The Irish Medicines Board (IMB)has decided to allow pharmacists to sell the Morning-After-Pill without prescription and to any age group.
According to reports, the product, NorLevo, can be given to minors as well as adults, at the discretion of pharmacists. The Irish Medicines Board approved NorLevo, one of two brands of emergency contraceptive licensed in Ireland, for use as an over-the-counter medicine from yesterday.
The news comes after new research from the UK shows that easier access to the morning-after-pill has not reduced the number of teenage pregnancies and may be associated with a rise in sexually-transmitted diseases (STIs).
Researchers from the University of Nottingham, Professors David Paton and Sourafel Girma used data from local health authorities to study the effect of Government-backed schemes offering morning-after-pill at pharmacies without prescription have had on conception rates and the diagnosis of STIs among under-18s.
According to their findings, recently published in the Journal of Health Economics, areas operating a pharmacy morning-after-pill scheme saw an overall increase of five percent in the rate of STIs among teenagers — 12 per cent in the under-16s age group.
The schemes may actually be associated with a small increase in the number of teens falling pregnant, the study also said.
Meanwhile, the Boots pharmacy chain was told by the IMB it was breaking the law by making the morning after pill available without prescription for the past month under a protocol drawn up by its medical director.
Boots began supplying the drug over the counter under what were called “patient group directions” in January, but the board said last night there was no provision for these in Irish legislation.
“The position of the IMB, as the regulatory authority, is that the supply of prescription-only medicines under patient group directions is unlawful,” it said.

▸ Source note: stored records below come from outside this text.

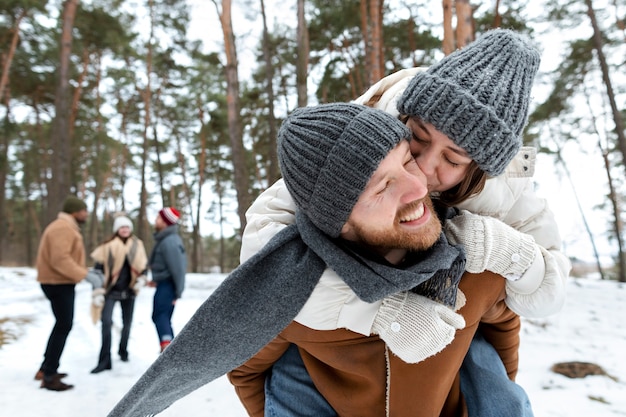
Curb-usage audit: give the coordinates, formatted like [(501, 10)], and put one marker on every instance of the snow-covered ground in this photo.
[(591, 328)]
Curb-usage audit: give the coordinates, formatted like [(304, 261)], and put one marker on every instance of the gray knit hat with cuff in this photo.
[(327, 154), (478, 96)]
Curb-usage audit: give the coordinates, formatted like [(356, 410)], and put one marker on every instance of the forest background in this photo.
[(115, 101)]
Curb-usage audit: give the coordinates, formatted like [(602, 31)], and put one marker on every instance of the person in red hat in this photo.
[(168, 265)]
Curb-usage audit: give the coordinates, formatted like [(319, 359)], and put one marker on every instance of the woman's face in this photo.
[(443, 162), (124, 231)]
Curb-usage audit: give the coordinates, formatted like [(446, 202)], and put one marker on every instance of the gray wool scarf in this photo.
[(263, 295)]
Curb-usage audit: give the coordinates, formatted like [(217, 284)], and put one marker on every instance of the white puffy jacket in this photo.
[(509, 197)]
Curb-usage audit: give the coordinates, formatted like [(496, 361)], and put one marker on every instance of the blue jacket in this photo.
[(168, 260)]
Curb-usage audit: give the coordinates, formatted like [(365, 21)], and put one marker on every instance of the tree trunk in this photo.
[(448, 44), (142, 221), (619, 128), (60, 140), (272, 163), (377, 44), (302, 63), (617, 117), (464, 26), (4, 78), (234, 119)]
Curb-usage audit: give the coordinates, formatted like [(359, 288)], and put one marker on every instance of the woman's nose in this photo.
[(427, 164)]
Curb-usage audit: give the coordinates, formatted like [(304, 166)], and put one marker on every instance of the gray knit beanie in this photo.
[(73, 204), (328, 153), (478, 96)]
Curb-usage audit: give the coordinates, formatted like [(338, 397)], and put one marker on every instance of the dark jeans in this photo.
[(128, 306), (289, 390), (162, 310), (62, 302)]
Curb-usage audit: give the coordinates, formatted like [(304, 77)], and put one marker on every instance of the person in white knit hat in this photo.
[(123, 261)]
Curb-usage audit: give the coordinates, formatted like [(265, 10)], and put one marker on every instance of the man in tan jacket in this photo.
[(60, 266)]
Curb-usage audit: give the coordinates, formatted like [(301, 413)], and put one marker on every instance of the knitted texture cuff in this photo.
[(415, 327), (491, 245)]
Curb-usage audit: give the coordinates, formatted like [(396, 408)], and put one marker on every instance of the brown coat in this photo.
[(61, 254), (359, 376)]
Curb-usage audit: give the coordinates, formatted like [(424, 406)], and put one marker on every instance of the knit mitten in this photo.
[(139, 283), (415, 327), (95, 277), (97, 297), (491, 245)]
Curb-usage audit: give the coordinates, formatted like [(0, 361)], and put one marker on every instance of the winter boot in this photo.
[(102, 366), (54, 384), (39, 375)]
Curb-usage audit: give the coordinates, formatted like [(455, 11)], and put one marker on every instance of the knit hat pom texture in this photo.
[(478, 96), (327, 154)]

It emerged yesterday that HRA Pharma, the manufacturers of NorLevo, one of two brands of morning after pill licensed by the board for use in the State, lodged an application to have its product made available over the counter last month after seeing the demand for emergency contraception when it was available without prescription in Boots.
Its application to make the product available without prescription was approved this time within weeks by the board.
The second morning after pill licensed for use here and the one which has had 95 per cent of market share – Levonelle – is now only available on prescription, the board said, following its decision that Boots’s actions in supplying it over the counter were unlawful.
The Irish Pharmacy Union welcomed the availability of the drug.
Spokeswoman Kate Healy said it was up to the discretion of pharmacists to decide whether or not to dispense it to a minor. Guidelines were being produced at the moment by the Pharmacy Regulator to deal with how the drug will be dispensed, she said.